A comunidade indígena boliviana de Qhara Qhara também se juntou ao debate exigindo direitos ao tesouro. “Pedimos legitimidade para os recursos que foram extraídos da nossa nação”, enfatizaram em 2018 numa carta enviada ao então presidente Juan Manuel Santos.
Um desafio delicado. Se o San José mostrou alguma coisa, é que o debate em torno dos direitos aos tesouros afundados é quase tão complicado como as manobras para os trazer à tona. “O oceano é o maior museu do mundo”, reconheceu Peter Campbell, arqueólogo marinho, à BBC anos atrás. As suas riquezas são tentadoras tanto para arqueólogos como para caçadores de tesouros, embora existam acordos internacionais sobre o assunto.
“É um quadro muito complexo, pois muitos Estados e pessoas podem ter interesses variados e muitas vezes concorrentes no naufrágio, interesses que têm as suas origens e diferentes conjuntos de leis”, acrescenta Robert Mackintosh, especialista da Universidade de Southampton. Um bom exemplo é o direito do proprietário original da embarcação contra o país com domínio nas suas águas territoriais.

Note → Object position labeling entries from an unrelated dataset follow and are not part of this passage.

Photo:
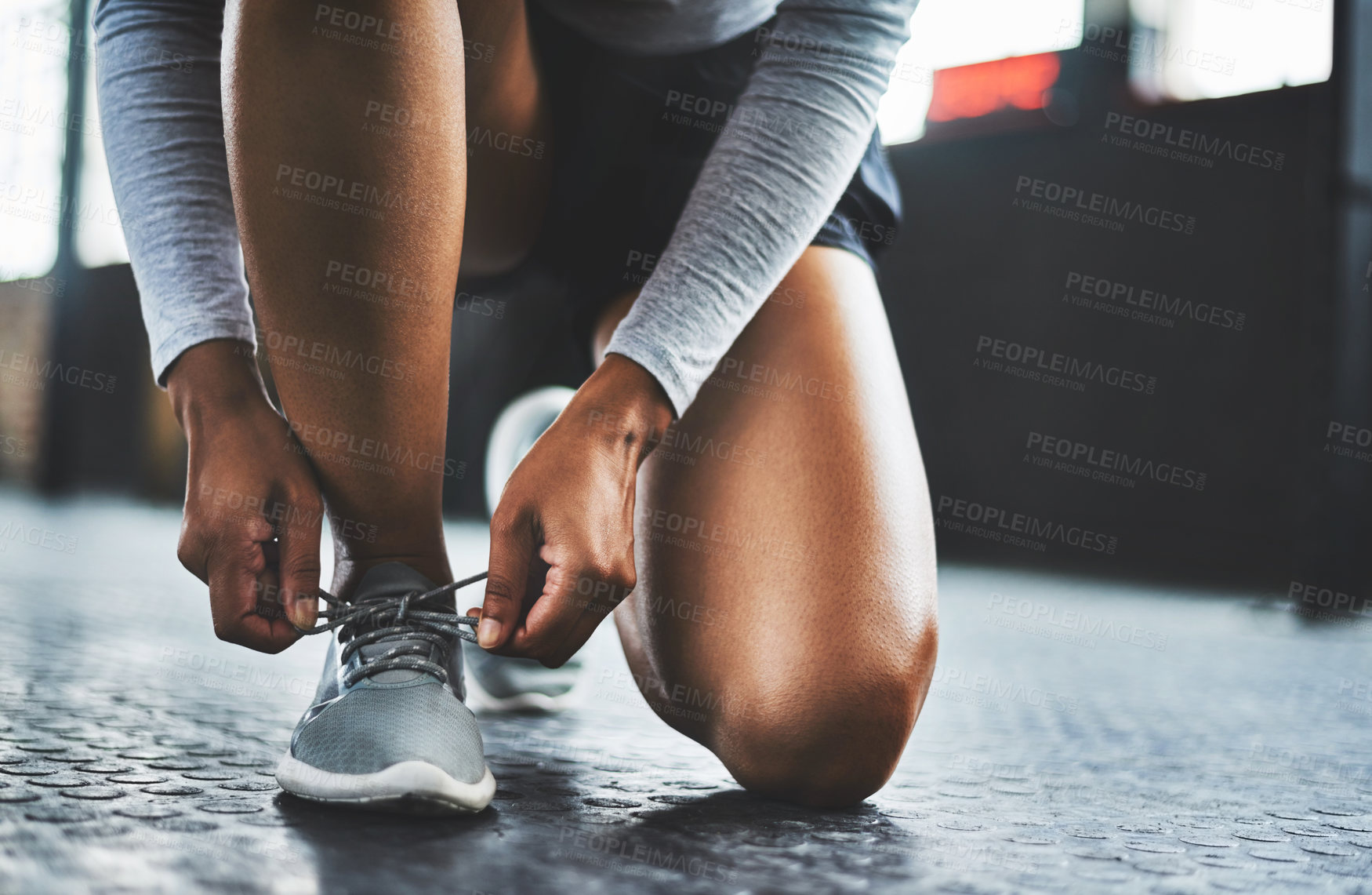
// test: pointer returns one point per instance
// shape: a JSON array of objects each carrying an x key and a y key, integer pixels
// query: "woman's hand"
[
  {"x": 563, "y": 536},
  {"x": 252, "y": 507}
]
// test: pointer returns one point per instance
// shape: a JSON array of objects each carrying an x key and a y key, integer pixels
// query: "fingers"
[
  {"x": 570, "y": 609},
  {"x": 598, "y": 598},
  {"x": 299, "y": 566},
  {"x": 512, "y": 551},
  {"x": 245, "y": 589}
]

Soma e acompanhamento de casos. O de San José não é um caso isolado. Os naufrágios e os tesouros afundados deram origem a mais lutas entre caçadores de tesouros e governos ou diretamente entre países. No ano passado, por exemplo, a França venceu uma batalha judicial contra uma empresa, a GME, pela propriedade do navio La Trinité, que naufragou em meados do século XVI ao largo da costa do Cabo Canaveral. E a Espanha também protagonizou a sua própria disputa judicial contra uma empresa americana sobre o tesouro da fragata Las Mereces, um navio que continha mais de 500 mil moedas de ouro e prata. Segundo a RTVE, o tesouro equivale a cerca de 14 toneladas de prata e ouro.